1
votes

I have a data set of discrete points over a 2D grid with dimensions of 4x4, each have a given x and y coordinate such as:

x_coord, y_coord
0.5     2.1
0.8     3.2
3.3     1.1
2.8     0.6
1.9     1.0

I want to step through each grid point to find the distance to the third nearest neighbor. So I want to know the distance to the third nearest neighbor for the following coordinates:

[0,0]
[0,1]
[0,2]
[0,3]
[1,0]
[1,1]
[1,2]
[1,3]
[2,0]
[2,1]
[2,2]
[2,3]
[3,0]
[3,1]
[3,2]
[3,3]

I think that my trouble is coming from how to step through a grid and do the calculation for the distance to the nearest neighbor. I am just learning python so my experience with nesting for loops is very limited, but my guess is that's what I need here.

So far I have

from sklearn.neighbors import NearestNeighbors
import numpy as np

x=[0.5,0.8,3.3,2.8,1.9]
y=[2.1,3.2,1.1,0.6,1.0]

myarray = np.array([x,y])
myarray_trans = np.transpose(myarray)
myarray_trans

nbrs = NearestNeighbors(n_neighbors=3, algorithm='ball_tree').fit(myarray_trans)
distances, indices = nbrs.kneighbors(myarray_trans)

Now using this as my training set I need to step through the full grid to find the distance to the third nearest neighbor from the discrete list. I have tried this:

for i in range(0,4):
   for j in range(0,4):
      distances2[i,j], indices[i,j] = nbrs.kneighbors([i,j])

I get an error that says "Expected 2D array, got 1D array instead: array=[0 0]

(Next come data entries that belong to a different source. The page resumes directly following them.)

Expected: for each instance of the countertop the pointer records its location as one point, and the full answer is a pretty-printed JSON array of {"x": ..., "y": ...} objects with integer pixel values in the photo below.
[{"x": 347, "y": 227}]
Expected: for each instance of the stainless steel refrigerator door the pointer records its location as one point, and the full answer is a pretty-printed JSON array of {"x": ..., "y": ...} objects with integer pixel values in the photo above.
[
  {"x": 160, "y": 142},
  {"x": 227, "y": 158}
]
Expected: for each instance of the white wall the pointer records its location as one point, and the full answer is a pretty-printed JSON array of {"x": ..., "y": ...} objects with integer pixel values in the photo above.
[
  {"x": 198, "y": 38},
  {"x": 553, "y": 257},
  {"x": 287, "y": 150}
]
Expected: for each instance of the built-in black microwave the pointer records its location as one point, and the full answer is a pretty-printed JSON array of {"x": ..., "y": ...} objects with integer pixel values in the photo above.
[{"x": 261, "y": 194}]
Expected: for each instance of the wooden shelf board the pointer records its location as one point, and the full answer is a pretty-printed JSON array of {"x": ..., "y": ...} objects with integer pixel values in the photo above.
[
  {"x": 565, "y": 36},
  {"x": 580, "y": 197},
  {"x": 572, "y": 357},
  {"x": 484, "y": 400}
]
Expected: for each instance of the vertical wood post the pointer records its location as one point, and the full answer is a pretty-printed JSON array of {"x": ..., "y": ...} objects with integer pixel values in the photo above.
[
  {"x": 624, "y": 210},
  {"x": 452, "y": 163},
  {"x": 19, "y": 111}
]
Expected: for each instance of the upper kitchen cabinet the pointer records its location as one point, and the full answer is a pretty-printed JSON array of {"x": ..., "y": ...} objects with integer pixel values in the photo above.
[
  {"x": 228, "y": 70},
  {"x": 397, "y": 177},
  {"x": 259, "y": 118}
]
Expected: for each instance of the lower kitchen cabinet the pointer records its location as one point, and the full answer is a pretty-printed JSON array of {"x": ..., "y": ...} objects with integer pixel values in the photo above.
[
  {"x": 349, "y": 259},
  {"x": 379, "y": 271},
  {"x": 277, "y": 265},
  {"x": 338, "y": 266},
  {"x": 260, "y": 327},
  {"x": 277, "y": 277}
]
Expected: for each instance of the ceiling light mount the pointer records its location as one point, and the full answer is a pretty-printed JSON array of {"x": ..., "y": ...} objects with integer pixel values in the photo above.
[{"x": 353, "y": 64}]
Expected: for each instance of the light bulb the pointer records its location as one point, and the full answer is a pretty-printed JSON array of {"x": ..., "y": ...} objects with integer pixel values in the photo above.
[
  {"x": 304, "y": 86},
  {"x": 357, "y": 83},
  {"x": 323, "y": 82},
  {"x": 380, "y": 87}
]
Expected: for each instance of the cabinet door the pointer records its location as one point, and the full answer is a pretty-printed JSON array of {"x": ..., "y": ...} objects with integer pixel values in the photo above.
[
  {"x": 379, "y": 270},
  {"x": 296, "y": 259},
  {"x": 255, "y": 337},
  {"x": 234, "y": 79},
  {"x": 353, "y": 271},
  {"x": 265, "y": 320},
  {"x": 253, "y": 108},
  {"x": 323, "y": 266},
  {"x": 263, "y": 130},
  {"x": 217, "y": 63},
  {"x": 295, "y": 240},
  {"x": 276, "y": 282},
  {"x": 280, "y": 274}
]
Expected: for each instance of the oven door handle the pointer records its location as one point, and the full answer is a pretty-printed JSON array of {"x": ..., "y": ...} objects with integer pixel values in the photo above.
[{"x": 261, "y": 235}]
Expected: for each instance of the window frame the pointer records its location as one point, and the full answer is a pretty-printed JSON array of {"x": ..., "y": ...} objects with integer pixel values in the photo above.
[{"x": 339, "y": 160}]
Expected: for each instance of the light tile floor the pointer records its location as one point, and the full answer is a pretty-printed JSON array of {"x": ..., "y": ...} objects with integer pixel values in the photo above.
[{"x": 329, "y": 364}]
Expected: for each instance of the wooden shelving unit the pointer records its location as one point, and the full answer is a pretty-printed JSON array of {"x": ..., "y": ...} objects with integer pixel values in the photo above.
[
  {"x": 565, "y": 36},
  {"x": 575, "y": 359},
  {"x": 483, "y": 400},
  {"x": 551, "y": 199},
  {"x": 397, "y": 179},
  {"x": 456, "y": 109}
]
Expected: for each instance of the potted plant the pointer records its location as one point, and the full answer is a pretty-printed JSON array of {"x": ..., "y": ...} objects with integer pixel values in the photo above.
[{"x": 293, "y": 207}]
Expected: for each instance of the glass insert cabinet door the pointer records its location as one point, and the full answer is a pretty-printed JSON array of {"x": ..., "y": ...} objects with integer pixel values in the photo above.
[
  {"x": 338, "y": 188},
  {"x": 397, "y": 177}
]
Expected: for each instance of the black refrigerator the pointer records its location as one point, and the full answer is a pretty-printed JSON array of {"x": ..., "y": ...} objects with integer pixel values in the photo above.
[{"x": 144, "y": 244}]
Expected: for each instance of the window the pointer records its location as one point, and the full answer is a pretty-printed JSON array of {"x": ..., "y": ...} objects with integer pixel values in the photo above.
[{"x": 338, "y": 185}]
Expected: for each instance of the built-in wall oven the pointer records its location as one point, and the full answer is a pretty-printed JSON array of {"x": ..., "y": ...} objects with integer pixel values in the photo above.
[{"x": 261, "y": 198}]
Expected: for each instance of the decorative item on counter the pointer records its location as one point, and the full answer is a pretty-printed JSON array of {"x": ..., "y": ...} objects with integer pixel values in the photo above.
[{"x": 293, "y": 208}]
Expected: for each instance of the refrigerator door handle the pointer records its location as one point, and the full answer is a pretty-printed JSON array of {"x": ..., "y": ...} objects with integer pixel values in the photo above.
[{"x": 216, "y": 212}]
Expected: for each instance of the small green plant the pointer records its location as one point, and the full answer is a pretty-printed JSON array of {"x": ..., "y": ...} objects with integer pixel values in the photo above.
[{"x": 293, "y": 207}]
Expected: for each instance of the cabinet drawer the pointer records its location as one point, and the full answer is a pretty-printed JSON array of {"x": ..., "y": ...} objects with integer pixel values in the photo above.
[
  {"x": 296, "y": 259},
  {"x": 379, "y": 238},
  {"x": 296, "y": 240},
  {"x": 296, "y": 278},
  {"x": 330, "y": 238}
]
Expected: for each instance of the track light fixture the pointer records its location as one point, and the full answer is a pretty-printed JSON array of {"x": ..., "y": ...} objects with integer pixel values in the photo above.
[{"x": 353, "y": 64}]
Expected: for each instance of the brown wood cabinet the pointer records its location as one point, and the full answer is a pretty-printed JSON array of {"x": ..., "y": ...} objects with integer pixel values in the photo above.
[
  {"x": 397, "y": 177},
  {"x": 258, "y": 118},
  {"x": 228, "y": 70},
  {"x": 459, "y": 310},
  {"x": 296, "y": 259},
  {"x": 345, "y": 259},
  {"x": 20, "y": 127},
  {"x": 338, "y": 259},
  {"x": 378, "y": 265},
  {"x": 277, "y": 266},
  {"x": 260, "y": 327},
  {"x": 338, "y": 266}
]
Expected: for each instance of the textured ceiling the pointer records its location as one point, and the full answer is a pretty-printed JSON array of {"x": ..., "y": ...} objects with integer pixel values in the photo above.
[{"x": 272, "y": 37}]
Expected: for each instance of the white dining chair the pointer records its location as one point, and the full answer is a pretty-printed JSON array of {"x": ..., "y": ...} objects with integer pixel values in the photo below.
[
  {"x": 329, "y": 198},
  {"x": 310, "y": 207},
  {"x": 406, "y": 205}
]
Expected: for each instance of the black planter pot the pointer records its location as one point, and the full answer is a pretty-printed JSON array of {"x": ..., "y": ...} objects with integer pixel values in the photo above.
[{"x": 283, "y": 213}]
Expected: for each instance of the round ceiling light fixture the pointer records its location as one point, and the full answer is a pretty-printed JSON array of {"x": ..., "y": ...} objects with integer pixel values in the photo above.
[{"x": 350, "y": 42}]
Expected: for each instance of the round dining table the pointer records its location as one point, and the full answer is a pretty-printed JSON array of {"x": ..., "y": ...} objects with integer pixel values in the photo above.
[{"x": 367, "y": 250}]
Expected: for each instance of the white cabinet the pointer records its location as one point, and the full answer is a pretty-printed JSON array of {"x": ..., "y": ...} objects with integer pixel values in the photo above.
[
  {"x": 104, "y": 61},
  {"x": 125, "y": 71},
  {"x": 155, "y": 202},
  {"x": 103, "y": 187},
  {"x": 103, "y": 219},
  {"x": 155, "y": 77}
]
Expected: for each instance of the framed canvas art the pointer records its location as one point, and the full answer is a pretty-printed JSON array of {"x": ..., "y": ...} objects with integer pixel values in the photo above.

I will have to do this on a bigger data set with a grid of something more like the size of 500 x 500 so this is an example.

1
Hey, you better give use the stack when you bump on an error, so we can see which call fail rather than guessing from what you say.ninjaconcombre

1 Answers

0
votes

From what I can see on https://scikit-learn.org/stable/modules/neighbors.html, nbrs.kneighbors expect a list of list as input. This is precisely what the error is telling you.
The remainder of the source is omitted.